We’ve made it this far into the blog series and have given Nintendo nothing more than lip service! I suppose it’s only respectful to check in with Big N while I’m on my Sega/SNK kick… fine let’s bang out Donkey Kong real quick.
It’s odd to think of Nintendo as an arcade developer, but the early 80s saw them making a notable indent in the scene. The home console landscape was dominated by Atari, Mattel and Coleco at the time, seeing Nintendo take the odd role as a third-party licensor of their beloved properties. Yep, the same Mario Bros and Donkey Kong playable on the Switch 2 today saw official (but shoddy) ports on the Atari 2600 decades ago.
So as Nintendo was developing their own home console, they needed to establish a benchmark for power. They knew they would blow the prior generations out of the water, but how far should they realistically go? The answer, interestingly, was Donkey Kong. That’s right, the NES was conceived as a console designed to play the most arcade-accurate yet financially viable version of Donkey Kong possible. Anything more advanced the hardware could do was gravy. Seeing it that way, the NES is a miracle system for what it was able to perform beyond its most basic launch title.
The NES port of Donkey Kong is nearly arcade perfect, barring a few small things like a smaller color palette, differently-pitched music, oh and the entire second stage being removed! For whatever reason, the four-stage arcade loop is only three, and it’s arguably the most interesting stage. But most importantly, the signature arcade gameplay is there, the running, jumping, and climbing all feel just like the original cabinet. That’s not to say that gameplay is particularly good, but it is arcade accurate.
Hear me out. I fully recognize 45 years ago Donkey Kong felt more advanced than anything that came before. It basically invented the platforming genre, included multiple stages, and featured graphics that actually looked like what they meant to depict. Mario (er, Jumpman) looked like a man, Donkey Kong looked like an ape, barrels looked like barrels, I know it sounds silly now but graphics at the time were more interpretive. No imagination was needed to make out what was going on. It was a revolution.

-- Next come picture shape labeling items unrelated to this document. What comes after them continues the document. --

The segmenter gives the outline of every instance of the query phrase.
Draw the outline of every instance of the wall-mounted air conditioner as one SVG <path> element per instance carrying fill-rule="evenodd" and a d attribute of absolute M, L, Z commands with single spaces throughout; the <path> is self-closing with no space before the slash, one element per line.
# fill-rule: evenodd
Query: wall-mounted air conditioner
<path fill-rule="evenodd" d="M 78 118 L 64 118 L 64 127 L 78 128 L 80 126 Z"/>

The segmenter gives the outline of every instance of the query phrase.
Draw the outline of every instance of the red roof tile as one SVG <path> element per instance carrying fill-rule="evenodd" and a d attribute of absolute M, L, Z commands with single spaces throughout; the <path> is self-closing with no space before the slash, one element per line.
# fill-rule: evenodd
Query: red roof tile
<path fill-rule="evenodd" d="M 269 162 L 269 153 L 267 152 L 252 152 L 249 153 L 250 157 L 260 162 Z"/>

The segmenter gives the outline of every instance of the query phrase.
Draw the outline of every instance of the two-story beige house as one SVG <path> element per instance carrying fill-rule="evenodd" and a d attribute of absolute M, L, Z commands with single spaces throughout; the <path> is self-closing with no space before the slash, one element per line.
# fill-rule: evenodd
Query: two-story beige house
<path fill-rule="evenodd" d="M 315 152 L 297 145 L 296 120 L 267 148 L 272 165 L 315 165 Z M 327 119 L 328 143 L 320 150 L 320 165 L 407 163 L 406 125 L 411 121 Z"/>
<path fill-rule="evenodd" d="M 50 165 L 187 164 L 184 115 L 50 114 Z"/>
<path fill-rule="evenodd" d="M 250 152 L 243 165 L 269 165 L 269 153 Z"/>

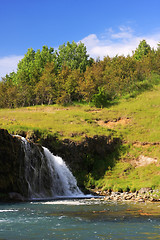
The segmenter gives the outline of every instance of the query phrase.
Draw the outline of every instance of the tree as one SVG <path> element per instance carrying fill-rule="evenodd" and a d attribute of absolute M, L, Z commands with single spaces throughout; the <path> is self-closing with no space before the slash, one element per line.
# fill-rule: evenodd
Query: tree
<path fill-rule="evenodd" d="M 140 41 L 138 48 L 136 48 L 133 56 L 136 60 L 141 60 L 145 55 L 148 55 L 150 51 L 150 45 L 146 42 L 146 40 L 142 40 Z"/>
<path fill-rule="evenodd" d="M 88 60 L 89 55 L 87 54 L 86 47 L 83 43 L 72 43 L 67 42 L 59 46 L 57 55 L 57 64 L 59 69 L 62 69 L 63 65 L 66 65 L 73 69 L 80 69 L 84 72 L 86 66 L 92 63 L 91 60 Z"/>

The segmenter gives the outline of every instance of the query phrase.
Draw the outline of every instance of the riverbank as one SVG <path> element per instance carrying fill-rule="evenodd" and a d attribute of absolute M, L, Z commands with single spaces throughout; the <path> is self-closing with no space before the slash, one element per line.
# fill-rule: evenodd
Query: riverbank
<path fill-rule="evenodd" d="M 62 157 L 82 190 L 156 190 L 160 189 L 159 91 L 155 86 L 102 109 L 81 104 L 0 109 L 0 127 Z M 3 152 L 2 159 L 7 150 Z M 7 160 L 6 167 L 0 164 L 7 174 L 11 171 L 7 182 L 12 183 L 12 166 Z"/>
<path fill-rule="evenodd" d="M 103 196 L 104 201 L 132 201 L 132 202 L 160 202 L 160 191 L 150 188 L 142 188 L 134 193 L 132 192 L 108 192 L 92 190 L 93 194 Z"/>

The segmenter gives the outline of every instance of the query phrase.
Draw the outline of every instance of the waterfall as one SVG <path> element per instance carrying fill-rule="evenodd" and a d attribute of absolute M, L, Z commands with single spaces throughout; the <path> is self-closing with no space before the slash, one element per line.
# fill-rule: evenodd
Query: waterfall
<path fill-rule="evenodd" d="M 84 196 L 62 158 L 54 156 L 47 148 L 37 146 L 23 137 L 20 139 L 25 155 L 24 177 L 28 198 Z"/>

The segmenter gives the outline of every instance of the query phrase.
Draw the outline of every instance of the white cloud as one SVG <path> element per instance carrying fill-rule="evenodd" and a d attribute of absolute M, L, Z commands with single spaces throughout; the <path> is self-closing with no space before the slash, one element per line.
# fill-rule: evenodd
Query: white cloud
<path fill-rule="evenodd" d="M 137 48 L 143 39 L 152 48 L 156 48 L 157 43 L 160 41 L 160 32 L 152 35 L 137 36 L 132 28 L 121 26 L 118 31 L 109 28 L 100 37 L 96 34 L 90 34 L 82 39 L 81 42 L 86 45 L 91 57 L 103 59 L 107 55 L 110 57 L 115 55 L 132 55 L 132 51 Z"/>
<path fill-rule="evenodd" d="M 17 70 L 18 62 L 23 58 L 23 56 L 8 56 L 0 58 L 0 79 L 5 77 L 6 74 L 15 72 Z"/>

But as the years pile up, Donkey Kong’s gameplay gets harder to stomach. Mario is slow, his jump has no height, and the hitboxes are suspect. Every game after this refined the platforming mechanics we take for granted today, and it makes going back to the origin even harder. The game does work around its own physics, which makes it possible to lock in and effectively play it, but it doesn’t make it more fun. I’ve played this game for decades now, so my complete playthrough for this series was more courtesy than anything. I got up to the third loop before game-overing, and admittedly it came from sloppy boredom that I’m sure I could’ve pushed through in future runs. But I’m simply not interested in being any better at it.
Donkey Kong is that geriatric in the nursing home you were forced to volunteer at. He’s a diminished shell under his blanket but he still wears his veterans cap, and you can tell he lived quite a life in his prime. He’s respected, adored, full of stories, still has his humor, and is still fun to spend a few moments with. You wouldn’t be living in the world you do today if not for him and his peers. You want him to stick around forever even if you don’t go say hi every time you see him. This game absolutely deserves its spot in the NES Classic lineup, and you’d miss it if it wasn’t there, but spend the 10 minutes you will with it and you’ll never feel the need to fire it up again.